Vingt ans après la création du Grenier aux nouvelles, bulletin des professionnels de l'industrie des communications, des médias et du marketing, le fondateur Normand R. Grenier cède la présidence à Éric Chandonnet.

Mis à jour le 16 oct. 2012
Isabelle Massé LA PRESSE

Le nouveau président et éditeur travaille pour l'entreprise, née dans un sous-sol de Saint-Laurent, depuis 12 ans. Il en devient l'unique actionnaire. «Je dois faire en sorte que les gens du milieu connaissent Éric», dit Normand Grenier, présent à tous les événements en communications et en publicité au cours des deux dernières décennies. «Dans les premières années du Grenier, je travaillais 100 heures par semaine, raconte-t-il.
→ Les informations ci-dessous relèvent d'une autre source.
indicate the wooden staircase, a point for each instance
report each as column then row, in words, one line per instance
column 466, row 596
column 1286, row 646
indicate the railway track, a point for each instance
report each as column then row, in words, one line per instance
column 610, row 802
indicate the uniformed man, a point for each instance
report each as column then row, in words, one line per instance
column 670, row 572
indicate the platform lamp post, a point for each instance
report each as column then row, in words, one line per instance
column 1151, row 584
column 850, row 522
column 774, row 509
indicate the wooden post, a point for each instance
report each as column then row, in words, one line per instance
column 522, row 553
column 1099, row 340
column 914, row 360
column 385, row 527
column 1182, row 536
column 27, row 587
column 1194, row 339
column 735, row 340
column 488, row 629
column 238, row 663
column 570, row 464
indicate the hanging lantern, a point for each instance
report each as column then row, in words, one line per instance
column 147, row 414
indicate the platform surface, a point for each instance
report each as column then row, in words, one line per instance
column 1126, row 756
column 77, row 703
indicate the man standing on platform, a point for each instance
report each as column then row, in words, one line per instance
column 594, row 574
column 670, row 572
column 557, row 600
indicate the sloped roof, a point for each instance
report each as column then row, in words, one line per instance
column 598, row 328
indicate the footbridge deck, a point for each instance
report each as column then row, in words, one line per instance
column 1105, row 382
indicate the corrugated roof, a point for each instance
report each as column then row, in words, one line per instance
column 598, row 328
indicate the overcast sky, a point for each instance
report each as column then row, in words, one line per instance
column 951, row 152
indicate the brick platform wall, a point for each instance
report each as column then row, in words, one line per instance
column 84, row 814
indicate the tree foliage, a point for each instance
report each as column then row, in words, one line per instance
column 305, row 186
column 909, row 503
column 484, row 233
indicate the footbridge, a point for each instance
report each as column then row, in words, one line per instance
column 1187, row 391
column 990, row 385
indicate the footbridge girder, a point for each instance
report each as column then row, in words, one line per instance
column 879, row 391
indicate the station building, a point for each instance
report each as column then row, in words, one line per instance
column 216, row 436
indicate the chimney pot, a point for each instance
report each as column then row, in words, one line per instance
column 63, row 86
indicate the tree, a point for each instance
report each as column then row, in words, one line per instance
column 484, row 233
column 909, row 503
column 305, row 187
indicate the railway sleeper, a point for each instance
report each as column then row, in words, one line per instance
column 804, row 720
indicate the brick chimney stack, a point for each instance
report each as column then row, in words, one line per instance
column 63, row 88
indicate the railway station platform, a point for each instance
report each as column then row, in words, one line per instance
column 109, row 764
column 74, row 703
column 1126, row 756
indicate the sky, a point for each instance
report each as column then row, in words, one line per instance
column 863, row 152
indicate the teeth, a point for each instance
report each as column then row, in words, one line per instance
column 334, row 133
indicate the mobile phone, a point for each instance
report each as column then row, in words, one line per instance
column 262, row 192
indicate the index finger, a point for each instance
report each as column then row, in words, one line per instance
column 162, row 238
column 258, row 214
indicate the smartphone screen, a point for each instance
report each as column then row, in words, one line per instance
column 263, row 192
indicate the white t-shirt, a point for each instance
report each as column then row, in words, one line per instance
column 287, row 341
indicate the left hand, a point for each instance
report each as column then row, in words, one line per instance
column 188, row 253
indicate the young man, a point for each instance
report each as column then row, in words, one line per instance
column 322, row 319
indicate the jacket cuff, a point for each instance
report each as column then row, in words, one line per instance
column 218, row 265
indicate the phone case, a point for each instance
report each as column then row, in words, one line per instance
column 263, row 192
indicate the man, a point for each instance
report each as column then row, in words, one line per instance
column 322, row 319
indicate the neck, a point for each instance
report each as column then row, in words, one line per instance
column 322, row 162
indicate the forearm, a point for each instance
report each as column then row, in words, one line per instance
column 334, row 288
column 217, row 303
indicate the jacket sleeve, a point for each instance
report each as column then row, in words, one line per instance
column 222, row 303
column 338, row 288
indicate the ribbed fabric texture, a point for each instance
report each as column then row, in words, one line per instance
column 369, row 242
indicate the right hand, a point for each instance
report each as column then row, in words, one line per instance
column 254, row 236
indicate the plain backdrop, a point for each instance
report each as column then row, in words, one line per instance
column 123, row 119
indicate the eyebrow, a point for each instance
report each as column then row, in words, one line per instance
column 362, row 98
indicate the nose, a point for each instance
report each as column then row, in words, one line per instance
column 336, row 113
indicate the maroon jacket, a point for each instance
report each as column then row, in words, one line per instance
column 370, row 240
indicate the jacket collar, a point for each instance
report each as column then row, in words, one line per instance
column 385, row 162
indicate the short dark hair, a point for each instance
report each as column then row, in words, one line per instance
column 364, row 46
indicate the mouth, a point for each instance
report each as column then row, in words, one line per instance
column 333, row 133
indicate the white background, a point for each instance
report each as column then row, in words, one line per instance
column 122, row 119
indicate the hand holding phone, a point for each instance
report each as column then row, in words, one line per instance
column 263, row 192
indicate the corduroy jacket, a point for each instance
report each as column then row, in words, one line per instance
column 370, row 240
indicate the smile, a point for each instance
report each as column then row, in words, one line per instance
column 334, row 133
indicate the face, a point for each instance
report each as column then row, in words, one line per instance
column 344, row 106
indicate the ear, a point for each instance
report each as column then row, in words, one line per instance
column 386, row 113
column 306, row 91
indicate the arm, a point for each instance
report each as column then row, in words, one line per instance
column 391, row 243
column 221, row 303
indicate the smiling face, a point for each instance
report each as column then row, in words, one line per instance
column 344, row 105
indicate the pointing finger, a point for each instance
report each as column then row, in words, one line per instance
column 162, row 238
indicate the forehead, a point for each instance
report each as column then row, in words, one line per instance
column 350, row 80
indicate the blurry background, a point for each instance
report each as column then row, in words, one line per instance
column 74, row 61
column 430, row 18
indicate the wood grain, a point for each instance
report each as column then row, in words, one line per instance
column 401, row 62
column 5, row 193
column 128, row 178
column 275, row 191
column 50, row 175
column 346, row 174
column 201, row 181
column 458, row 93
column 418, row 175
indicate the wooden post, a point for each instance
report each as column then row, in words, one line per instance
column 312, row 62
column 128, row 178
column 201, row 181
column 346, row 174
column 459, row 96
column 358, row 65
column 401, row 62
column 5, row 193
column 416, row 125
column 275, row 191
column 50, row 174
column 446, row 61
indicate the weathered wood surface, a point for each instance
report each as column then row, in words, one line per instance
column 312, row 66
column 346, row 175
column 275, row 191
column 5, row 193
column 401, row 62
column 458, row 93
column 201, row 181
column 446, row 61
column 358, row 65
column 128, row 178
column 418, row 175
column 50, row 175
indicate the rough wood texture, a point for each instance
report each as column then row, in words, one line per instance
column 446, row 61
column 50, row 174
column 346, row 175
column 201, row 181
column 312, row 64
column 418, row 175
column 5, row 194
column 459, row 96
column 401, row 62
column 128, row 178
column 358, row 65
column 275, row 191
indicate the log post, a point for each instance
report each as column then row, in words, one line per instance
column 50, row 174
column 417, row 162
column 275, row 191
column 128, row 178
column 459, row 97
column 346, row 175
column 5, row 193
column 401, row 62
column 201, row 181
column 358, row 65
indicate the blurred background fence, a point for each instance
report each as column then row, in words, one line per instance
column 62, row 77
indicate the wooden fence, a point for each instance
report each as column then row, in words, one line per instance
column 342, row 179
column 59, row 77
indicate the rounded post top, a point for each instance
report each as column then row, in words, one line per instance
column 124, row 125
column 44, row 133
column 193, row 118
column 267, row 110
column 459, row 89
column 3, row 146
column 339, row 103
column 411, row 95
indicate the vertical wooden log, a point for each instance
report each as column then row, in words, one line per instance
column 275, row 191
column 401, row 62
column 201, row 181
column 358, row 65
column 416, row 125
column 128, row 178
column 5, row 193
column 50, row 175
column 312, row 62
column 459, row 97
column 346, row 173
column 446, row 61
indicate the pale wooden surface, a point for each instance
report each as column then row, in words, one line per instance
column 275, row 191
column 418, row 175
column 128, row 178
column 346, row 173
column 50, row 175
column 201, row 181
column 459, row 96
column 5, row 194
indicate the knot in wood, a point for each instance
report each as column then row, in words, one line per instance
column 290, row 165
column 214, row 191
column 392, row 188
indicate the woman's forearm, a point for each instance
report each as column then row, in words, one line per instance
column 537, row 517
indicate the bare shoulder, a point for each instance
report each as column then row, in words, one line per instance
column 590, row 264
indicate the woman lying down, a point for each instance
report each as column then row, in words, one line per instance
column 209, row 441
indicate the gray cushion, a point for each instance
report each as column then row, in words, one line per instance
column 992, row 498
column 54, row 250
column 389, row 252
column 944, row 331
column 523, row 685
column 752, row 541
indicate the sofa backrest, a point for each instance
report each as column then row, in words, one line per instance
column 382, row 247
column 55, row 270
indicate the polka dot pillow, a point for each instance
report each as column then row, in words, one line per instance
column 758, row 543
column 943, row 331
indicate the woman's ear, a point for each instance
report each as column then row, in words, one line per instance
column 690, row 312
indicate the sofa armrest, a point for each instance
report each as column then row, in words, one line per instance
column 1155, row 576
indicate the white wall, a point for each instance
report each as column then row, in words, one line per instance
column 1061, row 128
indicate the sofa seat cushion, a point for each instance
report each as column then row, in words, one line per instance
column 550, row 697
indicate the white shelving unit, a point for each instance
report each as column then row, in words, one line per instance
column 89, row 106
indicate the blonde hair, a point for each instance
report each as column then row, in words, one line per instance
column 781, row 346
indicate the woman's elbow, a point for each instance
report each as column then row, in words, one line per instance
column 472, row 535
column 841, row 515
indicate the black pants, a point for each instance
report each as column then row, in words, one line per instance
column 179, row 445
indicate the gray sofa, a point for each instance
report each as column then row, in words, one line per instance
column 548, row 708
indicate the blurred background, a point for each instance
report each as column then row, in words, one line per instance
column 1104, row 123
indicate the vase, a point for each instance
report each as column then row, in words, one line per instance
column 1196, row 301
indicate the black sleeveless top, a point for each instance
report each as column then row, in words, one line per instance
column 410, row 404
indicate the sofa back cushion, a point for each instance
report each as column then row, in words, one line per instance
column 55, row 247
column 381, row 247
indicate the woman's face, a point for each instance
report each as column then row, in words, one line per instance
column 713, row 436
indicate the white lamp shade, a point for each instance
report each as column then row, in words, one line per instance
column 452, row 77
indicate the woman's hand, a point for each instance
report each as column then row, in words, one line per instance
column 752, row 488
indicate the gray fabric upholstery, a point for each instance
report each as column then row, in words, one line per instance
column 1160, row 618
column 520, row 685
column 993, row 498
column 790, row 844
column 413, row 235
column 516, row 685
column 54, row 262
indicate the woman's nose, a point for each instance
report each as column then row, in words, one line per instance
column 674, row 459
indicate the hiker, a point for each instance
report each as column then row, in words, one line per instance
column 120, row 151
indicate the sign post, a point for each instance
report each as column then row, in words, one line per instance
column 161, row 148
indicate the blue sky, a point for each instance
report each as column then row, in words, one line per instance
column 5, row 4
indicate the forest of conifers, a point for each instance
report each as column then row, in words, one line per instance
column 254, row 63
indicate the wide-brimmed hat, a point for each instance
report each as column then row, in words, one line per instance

Je n'ai pas pris de vacances avant 1997. Je rédigeais le bulletin à la main, car je ne savais pas écrire au clavier. Ma femme, Diane, le retranscrivait.»

Envoyé à 900 membres (au coût annuel de 150$ pour les PME et 375$ pour les grandes agences), le Grenier aux nouvelles mettra désormais l'accent sur les offres d'emploi.

Normand Grenier, 67 ans, pensait à sa succession depuis quelques années. L'idée de passer les rênes est devenue plus sérieuse après qu'il eut été victime d'un AVC en septembre 2011. «Je me suis aperçu que je ne pouvais plus continuer, admet-il. Je vais maintenant faire des photos de mes petits-enfants et des oiseaux dans ma cour. Et je continuerai de suivre ce qui se passe dans l'industrie à distance.»